Grammar Basics – Commas with Dates

Before I start this blog entry, I want to say something about consistency. While it is important in many things in your life, consistency in your writing goes a long way. Regardless if you aren’t sure about how to punctuate something, make sure you punctuate it the same throughout the piece you’re working on at the time. Sure – you’ll still be wrong, but the work doesn’t look nearly as sloppy.

Now that I’ve gotten that off my chest let’s talk comma usage when you’re using dates in your writing.

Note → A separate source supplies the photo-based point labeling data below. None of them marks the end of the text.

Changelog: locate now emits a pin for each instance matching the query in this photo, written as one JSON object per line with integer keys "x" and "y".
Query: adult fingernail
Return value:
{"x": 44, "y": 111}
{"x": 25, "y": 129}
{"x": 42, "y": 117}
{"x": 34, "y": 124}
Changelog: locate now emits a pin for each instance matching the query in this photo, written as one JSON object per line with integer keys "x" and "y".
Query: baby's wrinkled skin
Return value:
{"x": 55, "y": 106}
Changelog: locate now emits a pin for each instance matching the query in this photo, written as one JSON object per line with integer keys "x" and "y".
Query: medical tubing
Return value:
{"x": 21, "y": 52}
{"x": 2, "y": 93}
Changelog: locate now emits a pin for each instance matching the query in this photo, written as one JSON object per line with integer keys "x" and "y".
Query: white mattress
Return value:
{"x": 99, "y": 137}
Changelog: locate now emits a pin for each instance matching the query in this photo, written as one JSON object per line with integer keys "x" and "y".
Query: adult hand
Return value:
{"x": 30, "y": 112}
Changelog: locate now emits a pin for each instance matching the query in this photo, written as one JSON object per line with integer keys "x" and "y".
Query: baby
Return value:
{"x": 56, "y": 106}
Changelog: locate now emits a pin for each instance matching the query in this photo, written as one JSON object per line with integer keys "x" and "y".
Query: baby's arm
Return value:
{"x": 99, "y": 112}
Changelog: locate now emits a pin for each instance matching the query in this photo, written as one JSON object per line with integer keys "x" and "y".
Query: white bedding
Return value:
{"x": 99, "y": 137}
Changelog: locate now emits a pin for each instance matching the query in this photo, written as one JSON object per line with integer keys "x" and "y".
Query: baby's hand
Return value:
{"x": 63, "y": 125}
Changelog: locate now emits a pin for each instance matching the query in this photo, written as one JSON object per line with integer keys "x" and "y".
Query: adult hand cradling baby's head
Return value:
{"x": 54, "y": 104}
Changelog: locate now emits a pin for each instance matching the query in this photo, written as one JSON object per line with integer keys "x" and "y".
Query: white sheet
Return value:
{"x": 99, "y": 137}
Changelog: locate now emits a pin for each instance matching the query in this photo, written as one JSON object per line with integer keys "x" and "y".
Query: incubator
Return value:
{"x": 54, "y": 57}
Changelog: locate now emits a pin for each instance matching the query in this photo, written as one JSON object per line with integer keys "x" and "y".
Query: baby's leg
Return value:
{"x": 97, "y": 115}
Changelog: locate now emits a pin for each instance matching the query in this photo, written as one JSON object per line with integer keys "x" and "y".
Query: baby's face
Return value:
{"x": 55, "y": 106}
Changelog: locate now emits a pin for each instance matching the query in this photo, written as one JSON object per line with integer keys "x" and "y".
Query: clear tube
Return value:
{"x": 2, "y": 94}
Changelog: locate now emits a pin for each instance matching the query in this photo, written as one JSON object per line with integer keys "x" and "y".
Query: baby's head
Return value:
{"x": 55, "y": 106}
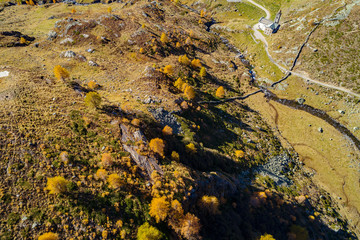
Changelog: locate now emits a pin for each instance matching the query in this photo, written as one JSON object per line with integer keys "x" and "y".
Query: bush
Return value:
{"x": 184, "y": 60}
{"x": 159, "y": 208}
{"x": 175, "y": 156}
{"x": 92, "y": 99}
{"x": 202, "y": 72}
{"x": 164, "y": 38}
{"x": 210, "y": 204}
{"x": 167, "y": 131}
{"x": 179, "y": 84}
{"x": 115, "y": 181}
{"x": 106, "y": 160}
{"x": 168, "y": 69}
{"x": 157, "y": 145}
{"x": 267, "y": 237}
{"x": 93, "y": 85}
{"x": 148, "y": 232}
{"x": 239, "y": 154}
{"x": 220, "y": 92}
{"x": 56, "y": 185}
{"x": 189, "y": 92}
{"x": 190, "y": 148}
{"x": 48, "y": 236}
{"x": 196, "y": 63}
{"x": 101, "y": 174}
{"x": 61, "y": 73}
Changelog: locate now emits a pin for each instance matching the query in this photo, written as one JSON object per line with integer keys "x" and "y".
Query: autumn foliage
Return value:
{"x": 56, "y": 185}
{"x": 159, "y": 208}
{"x": 157, "y": 145}
{"x": 148, "y": 232}
{"x": 48, "y": 236}
{"x": 92, "y": 99}
{"x": 167, "y": 131}
{"x": 115, "y": 181}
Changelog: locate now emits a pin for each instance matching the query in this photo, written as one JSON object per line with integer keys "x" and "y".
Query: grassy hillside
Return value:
{"x": 142, "y": 159}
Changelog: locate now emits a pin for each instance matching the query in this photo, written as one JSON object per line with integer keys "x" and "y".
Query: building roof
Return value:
{"x": 265, "y": 21}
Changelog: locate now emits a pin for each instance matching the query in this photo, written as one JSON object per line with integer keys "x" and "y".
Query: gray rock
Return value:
{"x": 52, "y": 35}
{"x": 68, "y": 54}
{"x": 301, "y": 100}
{"x": 166, "y": 118}
{"x": 67, "y": 41}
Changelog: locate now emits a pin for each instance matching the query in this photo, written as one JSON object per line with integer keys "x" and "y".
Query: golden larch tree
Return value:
{"x": 220, "y": 92}
{"x": 159, "y": 208}
{"x": 157, "y": 145}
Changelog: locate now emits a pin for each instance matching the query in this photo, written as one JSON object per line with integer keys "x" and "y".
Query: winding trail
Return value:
{"x": 305, "y": 76}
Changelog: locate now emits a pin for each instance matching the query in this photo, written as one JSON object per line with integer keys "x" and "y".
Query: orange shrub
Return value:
{"x": 157, "y": 145}
{"x": 159, "y": 208}
{"x": 56, "y": 185}
{"x": 189, "y": 92}
{"x": 168, "y": 69}
{"x": 167, "y": 130}
{"x": 106, "y": 160}
{"x": 164, "y": 38}
{"x": 48, "y": 236}
{"x": 115, "y": 181}
{"x": 220, "y": 92}
{"x": 93, "y": 85}
{"x": 101, "y": 174}
{"x": 190, "y": 148}
{"x": 196, "y": 63}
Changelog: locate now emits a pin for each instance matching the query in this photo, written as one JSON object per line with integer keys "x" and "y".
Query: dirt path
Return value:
{"x": 305, "y": 76}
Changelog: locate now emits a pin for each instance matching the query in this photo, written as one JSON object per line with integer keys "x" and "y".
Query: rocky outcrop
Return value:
{"x": 149, "y": 164}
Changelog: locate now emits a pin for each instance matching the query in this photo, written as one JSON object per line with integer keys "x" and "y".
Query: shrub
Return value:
{"x": 56, "y": 185}
{"x": 267, "y": 237}
{"x": 136, "y": 122}
{"x": 196, "y": 63}
{"x": 179, "y": 83}
{"x": 159, "y": 208}
{"x": 168, "y": 69}
{"x": 210, "y": 204}
{"x": 64, "y": 157}
{"x": 167, "y": 130}
{"x": 92, "y": 99}
{"x": 115, "y": 181}
{"x": 61, "y": 73}
{"x": 190, "y": 148}
{"x": 190, "y": 226}
{"x": 202, "y": 72}
{"x": 239, "y": 154}
{"x": 157, "y": 145}
{"x": 148, "y": 232}
{"x": 184, "y": 60}
{"x": 175, "y": 156}
{"x": 189, "y": 92}
{"x": 164, "y": 38}
{"x": 106, "y": 160}
{"x": 93, "y": 85}
{"x": 101, "y": 174}
{"x": 48, "y": 236}
{"x": 220, "y": 92}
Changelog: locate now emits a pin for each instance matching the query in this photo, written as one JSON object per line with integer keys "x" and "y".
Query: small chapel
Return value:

When you’re writing the month-day-year style, commas must be used to set off the year—this is traditional.

{October 29, 1958}

Further, when you are stating the day of the week, it is also separated from the month and day by a comma.

{Tuesday, November 3}

Conversely, commas are usually unnecessary between the name for the day and the ordinal in references where the month is not expressed. Commas are also unnecessary where month and year only are given, or where a named day (such as a holiday) is provided with a year.

{Christmas Day 2020}

When you are using a date as an adjective, as when the date is describing a noun, the rules are different.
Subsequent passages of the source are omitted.